Türkiye siyaset sınıfında lider sorunu da var. “Lider kumaşı” olan siyasetçi sayısı ne yazık ki çok az, hatta yok gibi.
Fransızca kökenli bir sözcük olan “lider” (: leader) bir gruba öncülük eden, yönlendiren, yöneten, önde giden demek.
Her şeyden önce lider olan veya olacak olan kişi öncülük ettiği grubun, kesimin, sınıfın vd önünde, ilerisinde olan kişi demek. Bu “öncülük” liderliğini üstlendiği toplumsal kesimi siyasal olarak bulunduğu yerden alıp daha ileriye taşımak anlamındadır. Bu toplumsal kesimin henüz onaylamakta hazır olmadığı bir düşünceyi veya eylemi önce o kesime, ardından tüm topluma, en azından çoğunluğa kabul ettiren kişidir lider.
Bizde genel olarak siyasi liderlerin, genel başkanların ve diğerlerinin, temsil ettikleri kesimin genel ortalamasının düşüncelerinden farklı bir düşünce ve tavır koymaktan çekindiklerini, yeni ve farklı bir düşünce ortaya koyamadıklarını görüyoruz.

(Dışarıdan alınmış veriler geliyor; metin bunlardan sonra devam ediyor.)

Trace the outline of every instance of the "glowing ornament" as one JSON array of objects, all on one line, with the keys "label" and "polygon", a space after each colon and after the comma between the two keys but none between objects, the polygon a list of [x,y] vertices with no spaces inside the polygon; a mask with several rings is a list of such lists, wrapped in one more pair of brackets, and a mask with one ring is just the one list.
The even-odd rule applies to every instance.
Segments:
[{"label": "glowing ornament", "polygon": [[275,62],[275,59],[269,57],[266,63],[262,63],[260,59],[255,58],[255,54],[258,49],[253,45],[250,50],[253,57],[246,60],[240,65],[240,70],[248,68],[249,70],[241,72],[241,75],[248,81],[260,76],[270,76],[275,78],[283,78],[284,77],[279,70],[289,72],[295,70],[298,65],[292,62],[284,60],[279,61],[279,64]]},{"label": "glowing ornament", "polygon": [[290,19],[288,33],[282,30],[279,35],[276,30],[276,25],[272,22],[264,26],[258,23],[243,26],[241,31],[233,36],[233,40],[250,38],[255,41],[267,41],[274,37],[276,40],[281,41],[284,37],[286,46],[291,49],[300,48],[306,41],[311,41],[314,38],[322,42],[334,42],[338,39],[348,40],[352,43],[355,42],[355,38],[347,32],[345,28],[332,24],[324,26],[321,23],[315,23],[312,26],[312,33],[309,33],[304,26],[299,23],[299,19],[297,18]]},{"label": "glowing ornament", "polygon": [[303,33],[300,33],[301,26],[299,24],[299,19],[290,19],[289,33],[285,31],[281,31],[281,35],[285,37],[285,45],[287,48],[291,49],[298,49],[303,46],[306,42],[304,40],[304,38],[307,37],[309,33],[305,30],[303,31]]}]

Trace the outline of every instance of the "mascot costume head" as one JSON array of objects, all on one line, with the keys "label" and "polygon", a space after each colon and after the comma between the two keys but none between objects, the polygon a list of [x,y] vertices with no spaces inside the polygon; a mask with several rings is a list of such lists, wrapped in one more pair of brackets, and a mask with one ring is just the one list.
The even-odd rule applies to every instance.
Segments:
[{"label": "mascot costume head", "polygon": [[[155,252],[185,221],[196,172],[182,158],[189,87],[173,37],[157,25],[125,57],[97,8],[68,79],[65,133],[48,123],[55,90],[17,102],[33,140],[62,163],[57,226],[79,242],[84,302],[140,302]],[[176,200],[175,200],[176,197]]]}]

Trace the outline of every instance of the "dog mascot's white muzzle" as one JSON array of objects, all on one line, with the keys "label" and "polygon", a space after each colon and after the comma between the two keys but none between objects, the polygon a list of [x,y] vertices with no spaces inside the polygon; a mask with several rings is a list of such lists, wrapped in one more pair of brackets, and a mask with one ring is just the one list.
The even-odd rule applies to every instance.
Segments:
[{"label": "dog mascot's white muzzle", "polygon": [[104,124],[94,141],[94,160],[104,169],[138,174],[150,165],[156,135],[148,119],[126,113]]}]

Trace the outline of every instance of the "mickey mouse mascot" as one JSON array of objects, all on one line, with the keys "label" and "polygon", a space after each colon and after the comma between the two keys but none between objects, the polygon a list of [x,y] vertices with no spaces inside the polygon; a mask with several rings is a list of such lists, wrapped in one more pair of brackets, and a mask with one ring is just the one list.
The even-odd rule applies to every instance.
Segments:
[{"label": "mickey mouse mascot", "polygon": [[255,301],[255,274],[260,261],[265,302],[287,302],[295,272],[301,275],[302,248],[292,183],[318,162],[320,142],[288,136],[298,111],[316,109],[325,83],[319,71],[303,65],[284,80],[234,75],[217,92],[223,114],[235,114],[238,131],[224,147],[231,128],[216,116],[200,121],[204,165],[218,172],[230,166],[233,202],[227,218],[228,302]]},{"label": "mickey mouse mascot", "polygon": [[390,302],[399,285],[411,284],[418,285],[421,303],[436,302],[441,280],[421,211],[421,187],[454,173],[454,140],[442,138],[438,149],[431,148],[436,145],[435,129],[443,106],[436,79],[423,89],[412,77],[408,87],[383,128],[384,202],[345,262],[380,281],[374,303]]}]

Sık duyduğumuz gerekçedir: Haklısın ama taban buna hazır değil, halk karşı çıkar, desteğimizi kaybederiz gibi.
Bu tür düşüncelerin esiri olan siyasi liderlere “vasat” deniyor, yani sıradan, bir özelliği olmayan, senden benden farkı olmayan. Oysa halk, yığınlar, kitleler vs dediğimiz toplum aradığı, ortaya çıkmasını beklediği liderde kendinde olmayan, farklı ve yeni bir şeyler görmek ister. Başta karşı çıksa da liderin öne sürdüğü yeni düşünceyi veya eylemi kısa sürede benimsemekte tereddüt etmez. Yeterki lider düşüncelerini ikna edici, mantıklı ve tutarlı bir şekilde savunabilsin, açıklayabilsin.
Bir düşüncenin veya eylemin doğruluğu, haklılığı çoğunluk onayı ile ispat edilmez; çoğunluk her zaman haklı değildir. Çoğunluk farklı olandan, değişimden, yeniden korkar; sorun tam da buradadır: Çoğunluğu bulunduğu yerden alıp daha farklı ve daha ileri bir konuma taşıyabilmek. İşte liderin rolü budur.

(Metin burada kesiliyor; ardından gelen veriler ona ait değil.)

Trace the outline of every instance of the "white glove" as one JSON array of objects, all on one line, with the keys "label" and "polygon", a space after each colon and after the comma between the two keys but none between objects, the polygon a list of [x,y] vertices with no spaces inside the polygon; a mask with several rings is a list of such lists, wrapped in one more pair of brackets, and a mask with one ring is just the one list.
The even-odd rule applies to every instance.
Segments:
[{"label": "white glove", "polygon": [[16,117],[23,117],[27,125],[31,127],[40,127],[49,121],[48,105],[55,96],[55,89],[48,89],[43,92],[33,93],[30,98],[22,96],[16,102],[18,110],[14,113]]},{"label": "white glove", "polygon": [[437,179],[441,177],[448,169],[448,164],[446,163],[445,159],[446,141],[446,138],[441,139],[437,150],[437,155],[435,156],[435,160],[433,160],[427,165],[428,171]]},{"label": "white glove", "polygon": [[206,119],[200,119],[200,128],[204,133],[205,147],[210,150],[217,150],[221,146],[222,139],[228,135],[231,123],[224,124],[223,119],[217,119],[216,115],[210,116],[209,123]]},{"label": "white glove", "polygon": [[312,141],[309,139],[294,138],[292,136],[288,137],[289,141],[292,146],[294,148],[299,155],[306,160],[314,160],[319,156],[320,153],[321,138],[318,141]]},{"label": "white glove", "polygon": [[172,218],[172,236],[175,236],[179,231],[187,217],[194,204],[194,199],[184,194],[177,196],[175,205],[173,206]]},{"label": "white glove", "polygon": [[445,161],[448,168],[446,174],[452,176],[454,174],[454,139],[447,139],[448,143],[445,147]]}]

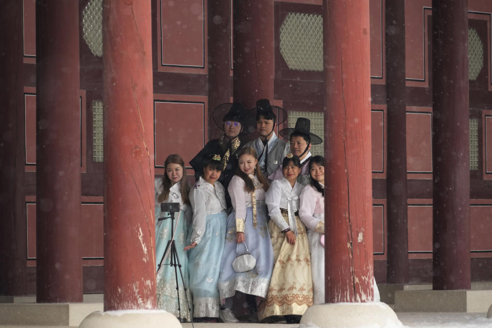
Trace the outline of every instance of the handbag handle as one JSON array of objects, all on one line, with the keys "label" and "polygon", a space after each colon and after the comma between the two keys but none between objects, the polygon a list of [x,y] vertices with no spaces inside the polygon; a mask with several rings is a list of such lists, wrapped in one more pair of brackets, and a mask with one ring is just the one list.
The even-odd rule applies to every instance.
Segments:
[{"label": "handbag handle", "polygon": [[[246,242],[245,242],[243,241],[242,242],[241,242],[241,243],[239,243],[244,244],[244,246],[246,247],[246,252],[247,252],[247,253],[248,253],[250,252],[250,251],[248,250],[248,245],[246,244]],[[239,244],[237,244],[236,245],[236,255],[237,255],[237,247],[238,247],[239,245]]]}]

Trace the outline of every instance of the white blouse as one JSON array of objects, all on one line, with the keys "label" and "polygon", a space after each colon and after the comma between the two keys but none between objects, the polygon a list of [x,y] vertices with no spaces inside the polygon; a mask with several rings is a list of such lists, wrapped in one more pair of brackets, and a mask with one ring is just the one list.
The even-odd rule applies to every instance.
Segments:
[{"label": "white blouse", "polygon": [[[256,200],[265,200],[265,191],[263,184],[258,179],[258,176],[249,175],[255,186],[254,196]],[[244,190],[246,183],[242,178],[237,175],[232,177],[227,190],[231,196],[232,207],[236,211],[236,229],[238,232],[244,232],[244,222],[246,219],[246,210],[252,206],[252,193]],[[239,221],[238,221],[239,220]]]},{"label": "white blouse", "polygon": [[[281,180],[274,180],[272,182],[265,195],[265,202],[268,207],[270,218],[273,220],[280,230],[283,231],[290,228],[296,235],[297,234],[297,227],[294,213],[299,209],[299,195],[303,188],[303,186],[297,181],[294,187],[291,187],[291,183],[284,177]],[[281,208],[289,211],[288,223],[282,216]]]},{"label": "white blouse", "polygon": [[193,209],[191,241],[198,244],[205,233],[207,214],[217,213],[227,208],[224,187],[218,181],[212,186],[200,177],[190,191],[190,202]]},{"label": "white blouse", "polygon": [[320,219],[320,214],[323,214],[324,217],[324,197],[309,184],[302,190],[300,198],[299,217],[301,221],[308,229],[324,234],[324,223]]}]

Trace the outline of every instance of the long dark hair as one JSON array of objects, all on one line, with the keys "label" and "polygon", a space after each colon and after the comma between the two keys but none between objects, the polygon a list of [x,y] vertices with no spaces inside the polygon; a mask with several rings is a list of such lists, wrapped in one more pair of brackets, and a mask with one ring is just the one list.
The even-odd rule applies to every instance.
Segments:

Aklıma gelen bir örnek 1983-1995 yılları arasında Fransa Cumhurbaşkanlığı yapan François Mitterrand’dir. Seçim kampanyasında “kazanırsam idam cezasını kaldıracağım” demişti. Oysa yapılan anketlerde Fransız halkının çoğunluğu idam cezasının kalmasından yana görüş belirtiyordu. Gazeteci sordu Mitterrand’a, "Çoğunluk idam cezasının kaldırılmasına karşı çıkıyor ama siz kaldıracağım diyorsunuz…”. Bu soruya Mitterrand’ın cevabı, “Ben bu konuda halkın çoğunluğu gibi düşünmüyorum” olmuştu…
Sonuç olarak Mitterrand seçimleri kazandı ve idam cezasını kaldırdı. Bugün Fransız halkının ezici çoğunluğu idam cezasına karşıdır, bu konu tartışılmıyor bile.